Die Konstrukteure der ersten Mind Machines saßen in den USA und hatten wie Grey Walter mit Musik nichts im Sinn; wenn sie eine Schwingung beispielsweise im Alpha-Bereich vorgaben und das Gehirn mitzog, war ihnen das genug. Hinter der FOCUS 101 steht im Gegensatz dazu die europäische Musiktradition und letztlich die Intervallehre der Pythagoräer. Das Gerät berücksichtigt beides: die "Natur" der menschlichen Physis und die durch zweieinhalb Jahrtausende eingeübte (oder eingeprägte) Bevorzugung ganzzahliger Schwingungsverhältnisse. Paradoxerweise ergibt sich bei einem solchen Anreiz eine Maschine, wie man sie von vornherein erhalten hätte, wenn man gleich vom binären System des Computers ausgegangen wäre. Die Ästhetik der Lösung liegt also auch darin, daß Mensch und Maschine tatsächlich im Ein-klang sind.
Eine Besonderheit der FOCUS 101 ist es, daß die Leuchtdioden einzeln ansteuerbar sind. Nicht ein Lichtfleck vor dem Auge also, sondern es kann beispielsweise auch die Diagonale gespielt werden; infolge der Fünfer-Anordnung der Lichter vor jedem Auge und der möglichen Kombinationen zwischen den beiden Augen steht eine Unzahl von Figuren für die Erzeugung eines inneren Raumes zur Verfügung. Dieser Raum ist die Voraussetzung für Zentrierung und Ausrichtung nach der Körperachse: also letzten Endes die Grundlage von Konzentration ohne Anspannung.

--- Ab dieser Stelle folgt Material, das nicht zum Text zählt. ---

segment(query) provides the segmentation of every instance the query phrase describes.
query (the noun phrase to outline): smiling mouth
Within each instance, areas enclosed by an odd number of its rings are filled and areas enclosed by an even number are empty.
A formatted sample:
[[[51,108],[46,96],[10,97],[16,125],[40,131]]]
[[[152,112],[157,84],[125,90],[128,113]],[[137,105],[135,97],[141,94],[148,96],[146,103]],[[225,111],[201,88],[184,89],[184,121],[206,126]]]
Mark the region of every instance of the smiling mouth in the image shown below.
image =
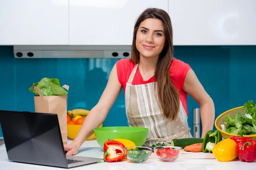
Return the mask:
[[[151,49],[154,48],[154,46],[147,46],[146,45],[143,45],[143,47],[147,49]]]

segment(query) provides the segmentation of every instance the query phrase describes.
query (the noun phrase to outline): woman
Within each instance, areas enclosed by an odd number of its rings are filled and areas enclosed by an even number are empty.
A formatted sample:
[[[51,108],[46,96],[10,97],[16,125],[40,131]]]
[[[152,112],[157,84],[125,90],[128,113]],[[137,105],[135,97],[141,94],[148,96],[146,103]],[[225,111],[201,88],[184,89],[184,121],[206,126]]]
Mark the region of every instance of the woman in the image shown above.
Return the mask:
[[[67,154],[78,153],[93,129],[104,121],[122,87],[129,125],[149,129],[145,146],[192,137],[187,121],[187,93],[200,106],[204,138],[212,129],[213,102],[189,65],[173,56],[169,15],[161,9],[147,9],[134,26],[131,58],[119,60],[114,66],[98,103],[76,138],[64,145]]]

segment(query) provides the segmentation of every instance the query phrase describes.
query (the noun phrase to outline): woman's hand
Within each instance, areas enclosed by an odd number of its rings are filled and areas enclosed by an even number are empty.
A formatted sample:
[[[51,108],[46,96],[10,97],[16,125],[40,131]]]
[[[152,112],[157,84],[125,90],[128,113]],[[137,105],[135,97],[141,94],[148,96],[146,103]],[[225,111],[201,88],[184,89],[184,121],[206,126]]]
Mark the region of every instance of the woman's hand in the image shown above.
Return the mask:
[[[78,153],[78,147],[74,144],[69,144],[64,145],[64,150],[65,151],[67,152],[66,155],[73,155],[77,154]]]
[[[184,83],[183,91],[190,95],[200,106],[200,114],[203,130],[202,138],[209,130],[212,130],[215,119],[214,104],[210,96],[192,69],[189,69]]]

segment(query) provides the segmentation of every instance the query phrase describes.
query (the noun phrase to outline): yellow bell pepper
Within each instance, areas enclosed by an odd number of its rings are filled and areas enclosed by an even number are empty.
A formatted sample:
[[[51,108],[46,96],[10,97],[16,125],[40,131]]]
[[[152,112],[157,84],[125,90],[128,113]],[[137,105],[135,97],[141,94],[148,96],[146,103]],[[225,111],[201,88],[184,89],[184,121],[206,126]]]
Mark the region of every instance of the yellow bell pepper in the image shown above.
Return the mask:
[[[233,161],[237,157],[236,143],[229,138],[223,140],[214,146],[212,153],[215,158],[221,161]]]

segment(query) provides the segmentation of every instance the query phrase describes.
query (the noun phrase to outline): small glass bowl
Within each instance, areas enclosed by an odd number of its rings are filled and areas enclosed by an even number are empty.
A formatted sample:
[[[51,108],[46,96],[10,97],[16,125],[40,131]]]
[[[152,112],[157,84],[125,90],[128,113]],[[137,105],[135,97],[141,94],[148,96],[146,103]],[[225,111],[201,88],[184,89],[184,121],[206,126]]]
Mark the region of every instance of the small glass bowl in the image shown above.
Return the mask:
[[[172,162],[181,154],[182,148],[178,147],[163,146],[154,148],[157,157],[163,161]]]
[[[143,163],[149,158],[153,149],[144,147],[130,147],[124,148],[125,155],[130,161],[134,163]]]

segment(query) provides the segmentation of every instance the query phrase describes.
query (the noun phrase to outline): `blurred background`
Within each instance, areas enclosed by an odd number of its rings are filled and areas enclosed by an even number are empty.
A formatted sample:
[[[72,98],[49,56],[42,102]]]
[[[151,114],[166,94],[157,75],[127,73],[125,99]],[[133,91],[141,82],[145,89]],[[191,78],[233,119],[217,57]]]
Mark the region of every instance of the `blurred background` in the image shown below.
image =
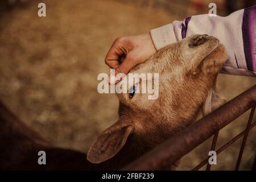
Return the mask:
[[[46,4],[47,16],[38,16]],[[105,56],[117,37],[207,14],[208,5],[226,16],[255,1],[2,0],[0,2],[0,100],[54,145],[87,152],[100,133],[117,119],[114,94],[97,91],[100,73],[109,73]],[[253,77],[221,74],[220,91],[228,100],[256,84]],[[254,114],[255,115],[255,114]],[[246,127],[245,113],[221,130],[217,147]],[[254,116],[254,119],[256,118]],[[1,126],[0,126],[1,127]],[[250,169],[256,128],[247,140],[241,166]],[[221,153],[212,169],[233,169],[242,139]],[[181,160],[189,170],[208,156],[210,140]]]

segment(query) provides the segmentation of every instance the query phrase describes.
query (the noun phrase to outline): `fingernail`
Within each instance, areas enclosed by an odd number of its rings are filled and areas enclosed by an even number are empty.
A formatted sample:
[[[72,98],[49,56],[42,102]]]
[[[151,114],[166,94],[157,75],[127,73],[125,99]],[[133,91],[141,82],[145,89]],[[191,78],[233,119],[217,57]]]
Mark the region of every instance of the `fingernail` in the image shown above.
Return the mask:
[[[124,73],[121,73],[118,72],[117,73],[118,73],[115,76],[115,84],[121,81],[123,79],[123,78],[126,76],[125,74]]]

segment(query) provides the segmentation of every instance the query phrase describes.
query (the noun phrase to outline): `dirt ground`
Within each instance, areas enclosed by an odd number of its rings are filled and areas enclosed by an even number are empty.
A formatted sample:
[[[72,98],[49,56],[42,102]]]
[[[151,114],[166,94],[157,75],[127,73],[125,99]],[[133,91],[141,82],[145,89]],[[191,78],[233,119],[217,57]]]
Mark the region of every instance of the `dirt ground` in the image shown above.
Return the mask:
[[[86,152],[117,118],[115,95],[97,91],[98,74],[109,72],[104,58],[113,41],[189,14],[174,15],[150,3],[130,1],[44,2],[45,18],[37,16],[37,1],[1,15],[0,99],[55,146]],[[221,75],[218,80],[228,100],[255,84],[255,78],[232,75]],[[245,129],[248,117],[246,113],[222,130],[217,147]],[[254,128],[246,143],[242,169],[251,168],[255,138]],[[241,141],[218,155],[212,169],[233,169]],[[210,142],[186,155],[179,169],[191,169],[207,156]]]

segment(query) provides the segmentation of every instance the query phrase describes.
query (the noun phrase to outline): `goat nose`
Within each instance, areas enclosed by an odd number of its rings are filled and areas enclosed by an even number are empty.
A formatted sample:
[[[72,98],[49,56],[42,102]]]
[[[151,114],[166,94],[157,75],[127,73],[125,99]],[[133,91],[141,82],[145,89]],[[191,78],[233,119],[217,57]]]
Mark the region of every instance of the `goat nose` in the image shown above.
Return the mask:
[[[198,35],[191,39],[188,46],[189,47],[194,47],[203,44],[207,41],[207,38],[208,36],[209,36],[207,34]]]

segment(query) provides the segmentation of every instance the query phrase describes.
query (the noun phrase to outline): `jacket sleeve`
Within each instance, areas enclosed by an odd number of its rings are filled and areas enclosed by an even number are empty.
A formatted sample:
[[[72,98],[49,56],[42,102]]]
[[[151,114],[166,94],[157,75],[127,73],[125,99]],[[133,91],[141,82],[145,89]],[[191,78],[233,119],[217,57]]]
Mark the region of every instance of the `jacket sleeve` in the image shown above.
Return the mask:
[[[225,17],[189,16],[151,31],[157,50],[193,34],[215,36],[225,46],[229,59],[221,72],[256,76],[256,6]]]

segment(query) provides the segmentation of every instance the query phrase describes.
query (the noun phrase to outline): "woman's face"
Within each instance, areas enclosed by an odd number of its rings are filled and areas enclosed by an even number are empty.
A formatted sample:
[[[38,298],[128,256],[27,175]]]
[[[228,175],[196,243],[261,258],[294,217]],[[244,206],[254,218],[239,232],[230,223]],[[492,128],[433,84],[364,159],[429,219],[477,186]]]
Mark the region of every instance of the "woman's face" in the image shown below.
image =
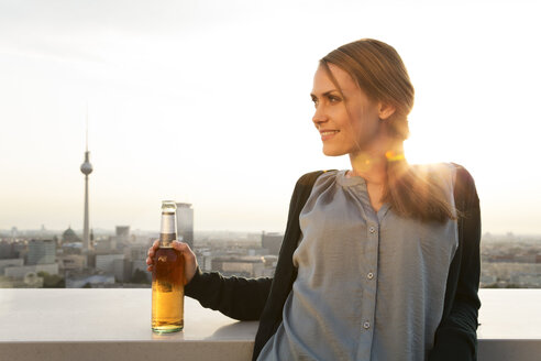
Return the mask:
[[[313,77],[311,92],[316,113],[312,121],[321,134],[325,155],[356,155],[376,150],[385,136],[379,102],[371,101],[358,88],[353,78],[335,66],[329,64],[342,94],[336,89],[327,72],[318,67]],[[347,113],[349,110],[349,113]]]

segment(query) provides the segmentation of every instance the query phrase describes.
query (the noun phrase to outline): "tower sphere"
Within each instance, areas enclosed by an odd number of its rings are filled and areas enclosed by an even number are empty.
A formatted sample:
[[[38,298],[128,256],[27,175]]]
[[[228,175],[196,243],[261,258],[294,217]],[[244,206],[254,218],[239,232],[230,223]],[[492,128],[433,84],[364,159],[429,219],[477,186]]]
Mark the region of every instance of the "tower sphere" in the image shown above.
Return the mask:
[[[89,162],[85,162],[80,165],[80,172],[85,175],[92,173],[92,165]]]

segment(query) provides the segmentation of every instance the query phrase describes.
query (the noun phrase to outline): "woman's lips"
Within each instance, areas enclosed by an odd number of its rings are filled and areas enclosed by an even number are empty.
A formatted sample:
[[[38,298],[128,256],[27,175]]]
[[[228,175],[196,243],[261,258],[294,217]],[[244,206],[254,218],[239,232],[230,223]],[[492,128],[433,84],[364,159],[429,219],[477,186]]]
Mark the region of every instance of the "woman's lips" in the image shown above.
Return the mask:
[[[323,130],[323,131],[320,131],[321,133],[321,140],[322,141],[327,141],[327,140],[330,140],[331,138],[333,138],[336,133],[339,132],[339,130]]]

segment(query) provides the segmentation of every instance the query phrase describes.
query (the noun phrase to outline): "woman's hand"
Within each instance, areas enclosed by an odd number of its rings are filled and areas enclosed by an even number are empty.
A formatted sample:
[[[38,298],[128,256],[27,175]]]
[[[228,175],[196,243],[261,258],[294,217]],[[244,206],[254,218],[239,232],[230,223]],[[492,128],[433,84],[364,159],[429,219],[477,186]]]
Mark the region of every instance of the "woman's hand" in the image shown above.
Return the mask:
[[[197,271],[197,259],[196,254],[190,250],[189,245],[185,242],[174,241],[172,243],[173,248],[179,251],[184,256],[184,274],[185,284],[188,284]],[[147,271],[152,272],[154,265],[154,253],[159,248],[159,240],[155,240],[152,247],[148,249],[148,256],[146,258]]]

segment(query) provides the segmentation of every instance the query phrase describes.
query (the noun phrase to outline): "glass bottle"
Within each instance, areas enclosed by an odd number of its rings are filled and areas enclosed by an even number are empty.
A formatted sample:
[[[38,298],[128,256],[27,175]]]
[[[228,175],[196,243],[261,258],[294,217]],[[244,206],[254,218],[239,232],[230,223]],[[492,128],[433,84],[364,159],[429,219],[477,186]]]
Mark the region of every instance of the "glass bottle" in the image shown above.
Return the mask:
[[[173,200],[162,203],[159,248],[152,271],[152,330],[157,333],[184,328],[184,258],[172,245],[177,240],[176,209]]]

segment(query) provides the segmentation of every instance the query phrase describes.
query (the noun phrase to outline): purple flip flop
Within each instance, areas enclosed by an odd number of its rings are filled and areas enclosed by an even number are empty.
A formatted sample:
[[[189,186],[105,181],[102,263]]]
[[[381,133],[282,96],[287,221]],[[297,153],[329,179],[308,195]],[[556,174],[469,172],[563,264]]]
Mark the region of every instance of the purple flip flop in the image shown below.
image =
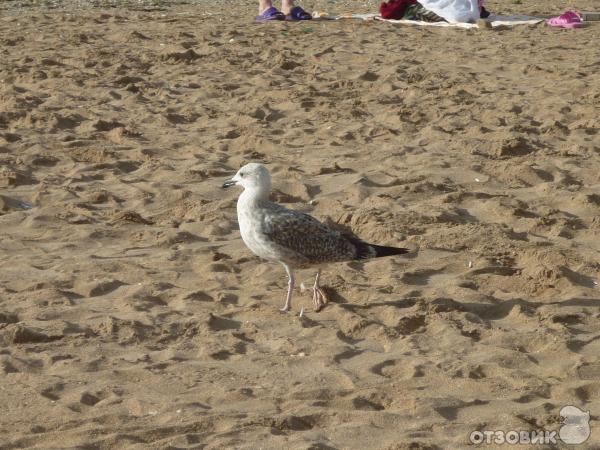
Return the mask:
[[[267,22],[269,20],[285,20],[285,14],[274,6],[266,9],[260,16],[256,16],[257,22]]]
[[[286,20],[311,20],[312,16],[299,6],[294,6],[285,17]]]

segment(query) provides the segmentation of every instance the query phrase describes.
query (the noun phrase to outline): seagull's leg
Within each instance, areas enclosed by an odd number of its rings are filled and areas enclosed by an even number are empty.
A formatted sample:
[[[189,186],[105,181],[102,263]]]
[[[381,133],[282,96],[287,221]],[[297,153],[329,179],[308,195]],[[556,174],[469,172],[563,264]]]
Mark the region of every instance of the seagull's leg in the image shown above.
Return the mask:
[[[327,296],[323,292],[323,289],[319,287],[319,279],[321,278],[321,269],[317,270],[317,276],[315,277],[315,284],[313,285],[313,302],[315,304],[315,311],[320,311],[323,306],[327,304]]]
[[[288,267],[285,264],[283,265],[283,267],[285,267],[285,271],[288,274],[288,293],[285,297],[285,305],[283,305],[283,308],[281,308],[280,311],[288,312],[290,309],[292,309],[292,293],[294,292],[294,272],[290,267]]]

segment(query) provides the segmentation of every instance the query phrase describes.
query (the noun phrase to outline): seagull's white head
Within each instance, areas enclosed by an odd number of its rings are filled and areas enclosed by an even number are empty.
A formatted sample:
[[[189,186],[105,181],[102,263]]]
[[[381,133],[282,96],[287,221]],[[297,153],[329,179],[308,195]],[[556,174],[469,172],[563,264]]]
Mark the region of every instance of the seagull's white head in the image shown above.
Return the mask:
[[[223,183],[224,188],[239,185],[244,189],[257,191],[257,193],[268,195],[271,191],[271,175],[265,166],[258,163],[246,164],[231,180]]]

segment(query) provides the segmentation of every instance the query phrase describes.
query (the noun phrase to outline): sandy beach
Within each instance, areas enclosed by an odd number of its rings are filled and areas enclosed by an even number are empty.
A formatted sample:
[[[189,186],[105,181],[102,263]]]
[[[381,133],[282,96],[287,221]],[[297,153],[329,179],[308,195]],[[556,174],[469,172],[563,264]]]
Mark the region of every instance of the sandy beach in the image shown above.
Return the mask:
[[[519,3],[486,5],[598,9]],[[557,431],[565,405],[591,415],[568,448],[600,448],[600,22],[11,5],[0,449],[461,449]],[[326,308],[298,289],[280,313],[285,272],[221,189],[247,162],[285,206],[414,253],[329,265]]]

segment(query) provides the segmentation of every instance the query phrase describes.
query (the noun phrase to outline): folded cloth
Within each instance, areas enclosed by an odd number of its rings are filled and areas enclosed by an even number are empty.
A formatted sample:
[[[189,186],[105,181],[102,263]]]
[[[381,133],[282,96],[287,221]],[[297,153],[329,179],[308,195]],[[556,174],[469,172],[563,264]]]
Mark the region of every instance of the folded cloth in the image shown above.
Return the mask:
[[[406,7],[415,3],[417,0],[390,0],[381,4],[379,13],[384,19],[402,19]]]
[[[473,23],[480,15],[478,0],[419,0],[419,3],[450,23]]]
[[[418,20],[421,22],[445,22],[440,16],[433,11],[429,11],[420,3],[409,5],[404,11],[404,20]]]

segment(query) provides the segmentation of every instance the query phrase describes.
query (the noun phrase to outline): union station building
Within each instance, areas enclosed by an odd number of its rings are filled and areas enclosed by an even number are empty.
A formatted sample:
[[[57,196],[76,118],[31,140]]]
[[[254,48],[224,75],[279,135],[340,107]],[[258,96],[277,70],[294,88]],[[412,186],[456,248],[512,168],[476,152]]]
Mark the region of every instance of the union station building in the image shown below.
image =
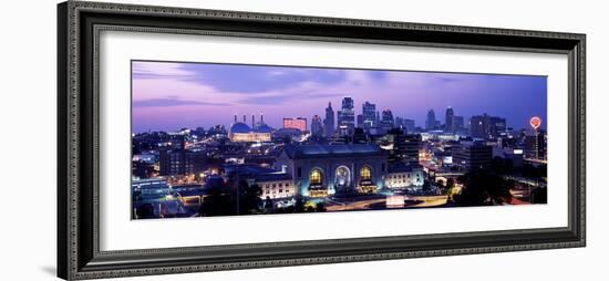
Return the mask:
[[[388,159],[389,153],[373,144],[286,146],[276,168],[292,175],[293,186],[307,197],[423,186],[421,167],[396,168]]]

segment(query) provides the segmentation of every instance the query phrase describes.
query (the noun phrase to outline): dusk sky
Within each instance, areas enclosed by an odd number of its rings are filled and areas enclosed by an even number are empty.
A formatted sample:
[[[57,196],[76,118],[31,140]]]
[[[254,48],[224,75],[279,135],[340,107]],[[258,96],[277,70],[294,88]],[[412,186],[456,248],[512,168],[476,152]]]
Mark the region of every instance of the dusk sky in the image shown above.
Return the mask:
[[[173,132],[225,125],[234,115],[281,127],[283,117],[324,117],[328,102],[334,112],[344,96],[353,97],[355,114],[362,104],[389,108],[393,116],[411,118],[424,127],[435,111],[444,123],[452,106],[455,115],[487,113],[505,117],[507,125],[528,127],[533,116],[547,125],[545,76],[462,74],[438,72],[343,70],[262,65],[168,63],[133,61],[133,132]]]

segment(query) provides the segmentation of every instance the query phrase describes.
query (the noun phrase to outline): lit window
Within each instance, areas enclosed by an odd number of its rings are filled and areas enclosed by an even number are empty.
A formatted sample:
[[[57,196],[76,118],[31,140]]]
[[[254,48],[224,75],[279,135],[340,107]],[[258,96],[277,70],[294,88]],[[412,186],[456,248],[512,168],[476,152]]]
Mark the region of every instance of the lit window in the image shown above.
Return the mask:
[[[370,169],[370,167],[364,166],[364,167],[360,170],[360,177],[361,177],[361,179],[365,179],[365,180],[372,179],[372,170]]]
[[[309,176],[309,181],[311,185],[321,185],[322,174],[319,169],[313,169]]]

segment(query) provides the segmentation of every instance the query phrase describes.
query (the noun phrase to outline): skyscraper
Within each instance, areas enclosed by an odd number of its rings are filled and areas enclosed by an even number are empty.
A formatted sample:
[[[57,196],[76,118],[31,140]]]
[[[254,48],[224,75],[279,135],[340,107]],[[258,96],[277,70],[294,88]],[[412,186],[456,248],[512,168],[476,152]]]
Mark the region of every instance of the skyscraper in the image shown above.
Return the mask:
[[[497,138],[507,129],[506,121],[502,117],[475,115],[469,118],[469,131],[476,138]]]
[[[332,103],[328,102],[326,107],[326,119],[323,119],[323,134],[326,137],[334,136],[334,110],[332,110]]]
[[[321,117],[314,115],[311,118],[311,135],[320,137],[323,135],[323,125],[321,124]]]
[[[406,128],[406,133],[412,134],[416,126],[413,119],[404,119],[404,127]]]
[[[376,126],[376,105],[370,102],[363,103],[362,118],[363,128],[369,133],[370,128]]]
[[[425,119],[425,129],[434,129],[435,124],[435,112],[433,110],[430,110],[427,112],[427,118]]]
[[[487,115],[474,115],[469,118],[469,133],[472,137],[486,138]]]
[[[283,128],[298,128],[300,132],[306,132],[307,118],[283,118]]]
[[[463,116],[453,116],[453,131],[452,131],[452,133],[463,132],[464,128],[465,128],[465,123],[463,121]]]
[[[384,110],[383,113],[381,114],[380,123],[381,123],[381,128],[384,132],[389,132],[390,129],[392,129],[394,124],[393,113],[390,110]]]
[[[446,115],[444,116],[444,132],[454,132],[453,127],[453,117],[455,116],[455,113],[453,112],[453,108],[448,106],[446,108]]]
[[[355,128],[355,110],[353,98],[350,96],[342,98],[342,107],[338,112],[338,125],[339,127],[347,127],[347,131],[341,132],[345,132],[349,135],[353,134],[353,129]]]

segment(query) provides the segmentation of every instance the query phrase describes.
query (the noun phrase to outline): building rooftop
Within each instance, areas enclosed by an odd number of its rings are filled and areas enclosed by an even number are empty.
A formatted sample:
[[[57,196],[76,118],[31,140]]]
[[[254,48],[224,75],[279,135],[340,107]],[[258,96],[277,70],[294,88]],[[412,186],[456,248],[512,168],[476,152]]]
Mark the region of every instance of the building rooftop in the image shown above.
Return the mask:
[[[230,133],[231,134],[235,134],[235,133],[249,133],[251,131],[251,128],[245,124],[245,123],[241,123],[241,122],[237,122],[235,124],[233,124],[233,126],[230,126]]]
[[[266,174],[258,174],[255,177],[256,181],[272,181],[272,180],[291,180],[292,175],[287,173],[266,173]]]
[[[422,169],[420,165],[409,165],[405,163],[395,163],[389,165],[388,167],[389,173],[410,173],[420,169]]]

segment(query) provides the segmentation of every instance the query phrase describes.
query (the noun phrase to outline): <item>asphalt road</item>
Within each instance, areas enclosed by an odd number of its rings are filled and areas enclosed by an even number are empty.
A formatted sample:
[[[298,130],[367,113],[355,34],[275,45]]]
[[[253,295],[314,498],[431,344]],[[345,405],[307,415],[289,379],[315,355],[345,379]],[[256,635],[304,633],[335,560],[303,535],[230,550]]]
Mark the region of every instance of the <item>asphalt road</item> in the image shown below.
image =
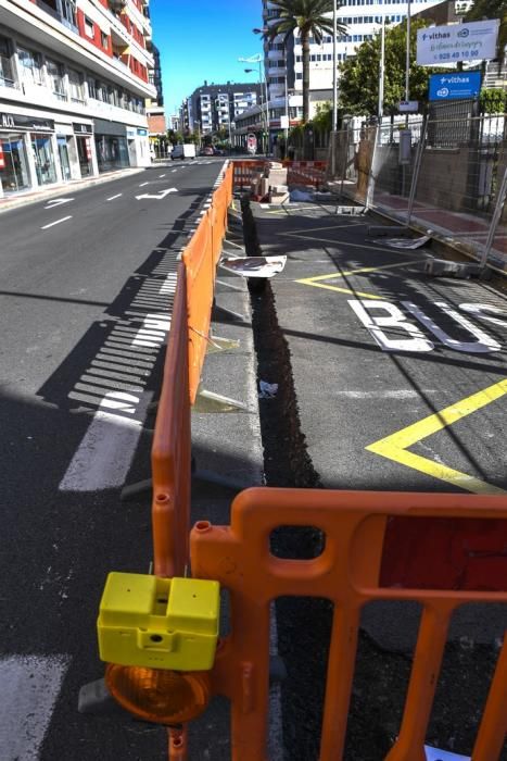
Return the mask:
[[[140,423],[176,255],[221,165],[169,162],[0,215],[1,761],[164,758],[161,729],[83,716],[77,695],[103,674],[106,573],[148,572],[149,500],[118,489],[149,475]]]

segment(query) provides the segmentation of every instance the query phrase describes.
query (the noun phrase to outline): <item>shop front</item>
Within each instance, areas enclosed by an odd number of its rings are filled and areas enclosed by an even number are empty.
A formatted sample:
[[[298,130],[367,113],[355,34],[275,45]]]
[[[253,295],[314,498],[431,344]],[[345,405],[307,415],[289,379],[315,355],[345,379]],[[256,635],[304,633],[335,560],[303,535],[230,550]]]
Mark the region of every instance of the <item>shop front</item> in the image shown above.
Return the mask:
[[[0,192],[56,183],[54,147],[53,121],[0,113]]]
[[[0,133],[0,187],[5,195],[31,187],[22,133]]]
[[[130,166],[150,166],[150,141],[144,127],[127,127]]]
[[[89,177],[93,174],[93,126],[75,122],[73,127],[81,177]]]
[[[124,124],[97,118],[94,138],[99,172],[113,172],[130,166]]]

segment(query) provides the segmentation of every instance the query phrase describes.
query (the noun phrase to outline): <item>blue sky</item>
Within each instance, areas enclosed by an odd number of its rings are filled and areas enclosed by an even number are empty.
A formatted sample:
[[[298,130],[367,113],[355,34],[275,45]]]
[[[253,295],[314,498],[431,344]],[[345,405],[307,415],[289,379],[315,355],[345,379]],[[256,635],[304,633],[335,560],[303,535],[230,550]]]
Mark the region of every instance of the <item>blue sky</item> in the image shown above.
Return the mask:
[[[257,82],[239,57],[262,52],[261,0],[151,0],[153,42],[161,51],[166,114],[207,79]],[[253,65],[257,71],[257,66]]]

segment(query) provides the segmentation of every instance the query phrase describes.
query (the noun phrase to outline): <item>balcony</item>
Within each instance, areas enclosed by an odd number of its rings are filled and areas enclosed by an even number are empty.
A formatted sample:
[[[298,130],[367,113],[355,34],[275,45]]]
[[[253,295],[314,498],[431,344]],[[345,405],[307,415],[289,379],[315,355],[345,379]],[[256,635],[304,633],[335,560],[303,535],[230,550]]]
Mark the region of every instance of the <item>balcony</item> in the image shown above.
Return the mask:
[[[65,10],[65,13],[60,13],[56,8],[53,8],[53,5],[45,2],[45,0],[34,0],[34,3],[37,5],[37,8],[40,8],[41,11],[45,11],[45,13],[48,13],[50,16],[59,21],[61,24],[63,24],[63,26],[66,26],[67,29],[71,29],[71,32],[74,32],[76,35],[79,34],[74,12],[68,4],[62,4],[61,8]]]
[[[109,0],[113,13],[121,13],[127,5],[127,0]]]

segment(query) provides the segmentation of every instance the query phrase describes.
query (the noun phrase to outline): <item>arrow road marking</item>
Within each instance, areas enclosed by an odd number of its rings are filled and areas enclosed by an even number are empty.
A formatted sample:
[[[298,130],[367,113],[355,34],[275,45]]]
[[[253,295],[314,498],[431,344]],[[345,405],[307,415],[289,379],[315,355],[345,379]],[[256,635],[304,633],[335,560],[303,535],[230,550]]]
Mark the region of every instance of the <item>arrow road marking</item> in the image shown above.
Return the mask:
[[[375,452],[375,454],[380,454],[388,460],[394,460],[394,462],[406,465],[407,467],[413,467],[420,473],[426,473],[426,475],[432,476],[433,478],[440,478],[453,486],[458,486],[460,489],[472,491],[473,494],[505,495],[507,494],[505,489],[474,478],[467,473],[455,471],[443,463],[433,462],[420,454],[409,452],[408,447],[457,423],[462,420],[462,417],[470,415],[472,412],[477,412],[477,410],[486,407],[486,404],[491,404],[492,401],[500,399],[506,394],[507,379],[504,379],[482,391],[472,394],[466,399],[460,399],[454,404],[446,407],[445,410],[423,417],[418,423],[413,423],[406,428],[402,428],[402,431],[397,431],[390,436],[385,436],[385,438],[373,441],[373,444],[366,447],[366,450]]]
[[[49,225],[45,225],[40,229],[48,229],[48,227],[53,227],[54,225],[59,225],[61,222],[66,222],[67,220],[72,220],[72,215],[71,216],[62,216],[61,220],[56,220],[56,222],[50,222]]]
[[[50,201],[47,202],[45,209],[60,207],[62,203],[71,203],[71,201],[74,201],[74,198],[52,198]]]
[[[136,196],[136,198],[138,201],[140,201],[141,198],[154,198],[156,201],[162,201],[162,199],[165,198],[169,192],[178,192],[178,188],[167,188],[167,190],[161,190],[155,195],[150,195],[149,192],[145,192],[142,196]]]

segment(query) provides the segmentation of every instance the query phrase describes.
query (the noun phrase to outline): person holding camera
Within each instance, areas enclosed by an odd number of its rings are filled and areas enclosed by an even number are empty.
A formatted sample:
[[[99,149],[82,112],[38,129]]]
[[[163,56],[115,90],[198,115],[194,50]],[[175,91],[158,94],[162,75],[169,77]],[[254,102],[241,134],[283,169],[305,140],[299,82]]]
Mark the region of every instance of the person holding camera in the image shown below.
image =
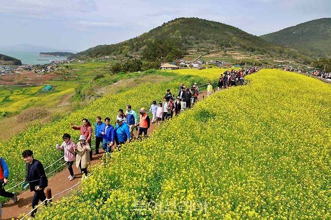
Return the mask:
[[[107,152],[109,156],[110,153],[114,150],[115,143],[115,130],[114,127],[110,124],[110,119],[107,117],[105,119],[105,124],[100,128],[100,134],[102,135],[102,149]]]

Es ist mein besonderer Ehrgeiz gewesen, daß man dem Gerät auch ansieht, was es kann und wie es arbeitet. Bei der Koppelung der optischen und akustischen Elemente zu einer integrierten audiovisuellen Maske ist das klar. Anderes erscheint vielleicht willkürlich, wie etwa die ungewohnte Anordnung der Steuergerät-Tastatur im gleichseitigen Dreieck. Aber auch hier ist die Botschaft gar nicht so schwer zu entziffern: daß Einfachheit sein muß, bevor sich ein angenehmer Zustand einstellt.